The Area of a Triangle

from the Lengths of the Medians

__The problem__: Given the lengths of the three medians, find the area of the triangle.

The question can be, and often is, solved by means of vectors, but the following, while somewhat longer, has a simple elegance that is very attractive to me.

We begin with an illustration of the problem (left below).

I will accept it as understood that AG:AD = 2:3 and simlarly for the other medians. We will use K{ABC} to mean the area of triangle ABC. To the right below we have made a subtle addition to the original illustration, we have added the 180 degree rotation of point G about point D.

This creates the line segment GG’ which is congruent to AG, and thus is 2/3 of AD. The dotted line G’B is included to help you see that CGBG’ is a parallelogram, and thus CG’ is congruent to GB which is 2/3 of BE.

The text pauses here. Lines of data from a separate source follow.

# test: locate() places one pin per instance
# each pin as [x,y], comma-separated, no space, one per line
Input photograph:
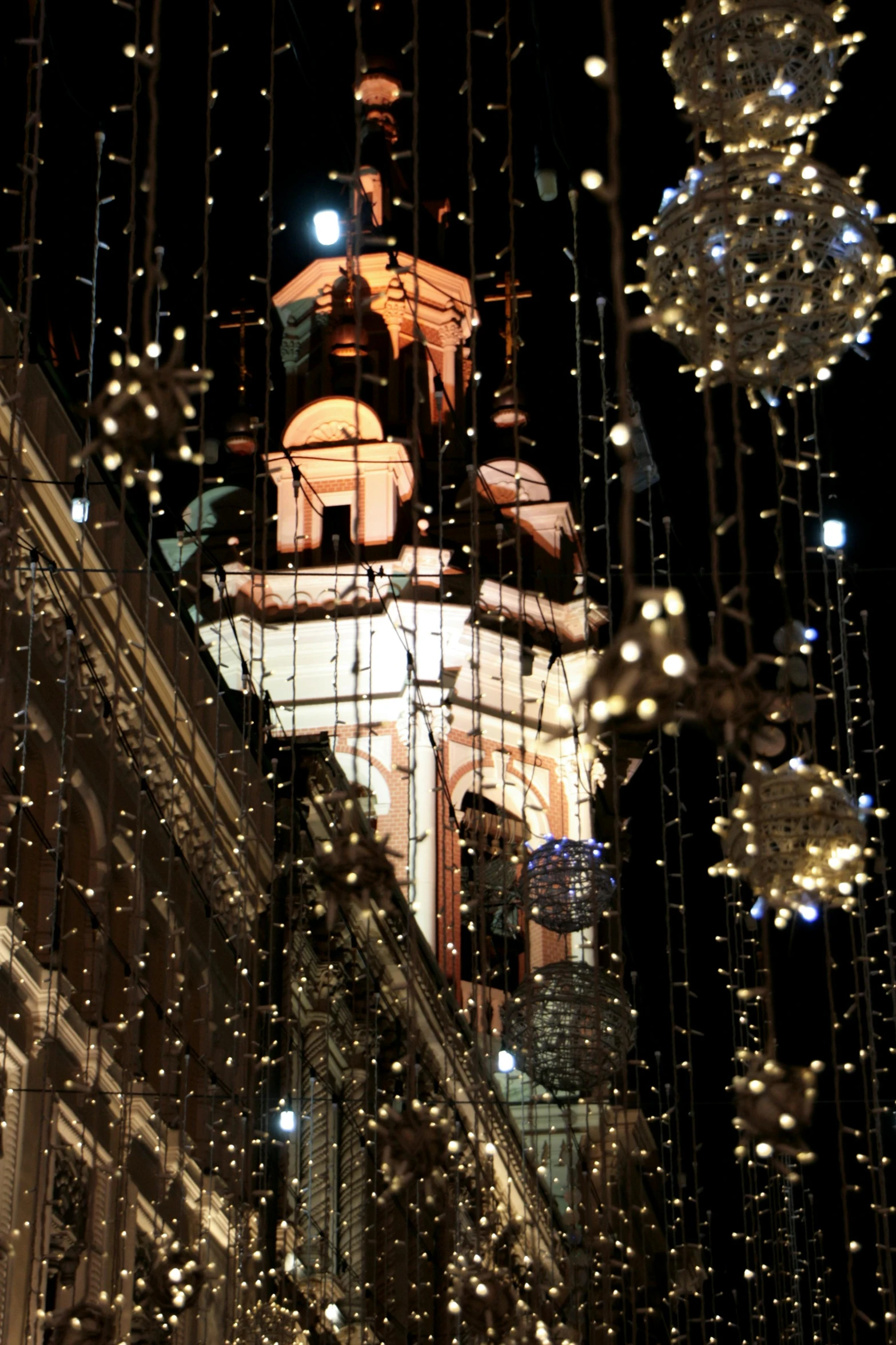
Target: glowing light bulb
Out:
[835,534]
[327,228]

Now observe the triangle G’CG, formed by segments G’C, G’G, and CG. This triangle has three sides that are each 2/3 the length of a median. If we had a triangle with lengths the sides of the medians it would have an area we shall call K(Median). The triangle formed GCG’, by the properties of similar triangles, must have an area that is 4/9 K(Median).

Note now that CDG’ is congruent to BDG and thus has the same area. This means that triangles CGG’ and CGB have the same area. It is easily seen however that K(CGB) = 1/3 K(ABC).

Lets put these last few statements together. We have:

K(GCG’)= 4/9 K(Median) and

K(GCG’)= K(CGB)=1/3 K(ABC)

From this we can establish that 4/9 K(Median) = 1/3 K(ABC) leading to **K(ABC)= 4/3 K(Median).**

In summary then, we have shown that if we have the three medians of a triangle, we can find the area of the triangle that would be contained by three such sides, and the area of the original triangle is 4/3 that value.